2.1 Histograms
2.1.1 Histogram
The simplest method to estimate a density \(f\) from an iid sample \(X_1,\ldots,X_n\) is the histogram. From an analytical point of view, the idea is to aggregate the data in intervals of the form \([x_0,x_0+h)\) and then use their relative frequency to approximate the density at \(x\in[x_0,x_0+h),\) \(f(x),\) by the estimate of13
\[\begin{align*} f(x_0)&=F'(x_0)\\ &=\lim_{h\to0^+}\frac{F(x_0+h)-F(x_0)}{h}\\ &=\lim_{h\to0^+}\frac{\mathbb{P}[x_0<X< x_0+h]}{h}. \end{align*}\]
More precisely, given an origin \(t_0\) and a bandwidth \(h>0,\) the histogram builds a piecewise constant function in the intervals \(\{B_k:=[t_{k},t_{k+1}):t_k=t_0+hk,k\in\mathbb{Z}\}\) by counting the number of sample points inside each of them. These constant-length intervals are also called bins. The fact that they are of constant length \(h\) is important: we can easily standardize the counts on any bin by \(h\) in order to have relative frequencies per length14 in the bins. The histogram at a point \(x\) is defined as
\[\begin{align} \hat{f}_\mathrm{H}(x;t_0,h):=\frac{1}{nh}\sum_{i=1}^n1_{\{X_i\in B_k:x\in B_k\}}. \tag{2.1} \end{align}\]

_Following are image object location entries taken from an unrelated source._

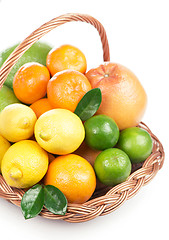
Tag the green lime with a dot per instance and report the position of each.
(112, 166)
(7, 97)
(101, 132)
(136, 142)
(36, 53)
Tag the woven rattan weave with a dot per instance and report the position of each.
(106, 200)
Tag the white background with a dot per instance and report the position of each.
(138, 38)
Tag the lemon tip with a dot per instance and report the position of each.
(15, 173)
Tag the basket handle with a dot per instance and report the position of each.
(44, 29)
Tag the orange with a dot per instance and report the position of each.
(66, 88)
(30, 82)
(123, 97)
(41, 106)
(66, 57)
(74, 176)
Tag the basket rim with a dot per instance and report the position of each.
(108, 202)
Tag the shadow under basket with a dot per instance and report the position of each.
(105, 200)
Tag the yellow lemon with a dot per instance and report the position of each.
(17, 122)
(24, 164)
(4, 145)
(59, 131)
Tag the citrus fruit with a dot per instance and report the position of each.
(66, 57)
(90, 155)
(17, 122)
(101, 132)
(112, 166)
(123, 97)
(24, 164)
(30, 82)
(66, 88)
(7, 97)
(36, 53)
(137, 143)
(4, 147)
(74, 176)
(41, 106)
(59, 131)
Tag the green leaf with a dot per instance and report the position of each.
(55, 200)
(89, 104)
(32, 201)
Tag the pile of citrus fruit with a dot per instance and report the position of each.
(65, 127)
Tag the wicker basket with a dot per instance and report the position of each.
(105, 200)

Equivalently, if we denote the number of observations \(X_1,\ldots,X_n\) in \(B_k\) as \(v_k,\) then the histogram can be written as
\[\begin{align*} \hat{f}_\mathrm{H}(x;t_0,h)=\frac{v_k}{nh},\quad\text{ if }x\in B_k\text{ for a certain }k\in\mathbb{Z}. \end{align*}\]
The computation of histograms is straightforward in R. As an example, we consider the old-but-gold faithful
dataset. This dataset contains the duration of the eruption and the waiting time between eruptions for the Old Faithful geyser in Yellowstone National Park (USA).
# The faithful dataset is included in R
head(faithful)
## eruptions waiting
## 1 3.600 79
## 2 1.800 54
## 3 3.333 74
## 4 2.283 62
## 5 4.533 85
## 6 2.883 55
# Duration of eruption
faith_eruptions <- faithful$eruptions
# Default histogram: automatically chosen bins and absolute frequencies!
histo <- hist(faith_eruptions)
# List that contains several objects
str(histo)
## List of 6
## $ breaks : num [1:9] 1.5 2 2.5 3 3.5 4 4.5 5 5.5
## $ counts : int [1:8] 55 37 5 9 34 75 54 3
## $ density : num [1:8] 0.4044 0.2721 0.0368 0.0662 0.25 ...
## $ mids : num [1:8] 1.75 2.25 2.75 3.25 3.75 4.25 4.75 5.25
## $ xname : chr "faith_eruptions"
## $ equidist: logi TRUE
## - attr(*, "class")= chr "histogram"
# With relative frequencies
hist(faith_eruptions, probability = TRUE)
# Choosing the breaks
# t0 = min(faithE), h = 0.25
Bk <- seq(min(faith_eruptions), max(faith_eruptions), by = 0.25)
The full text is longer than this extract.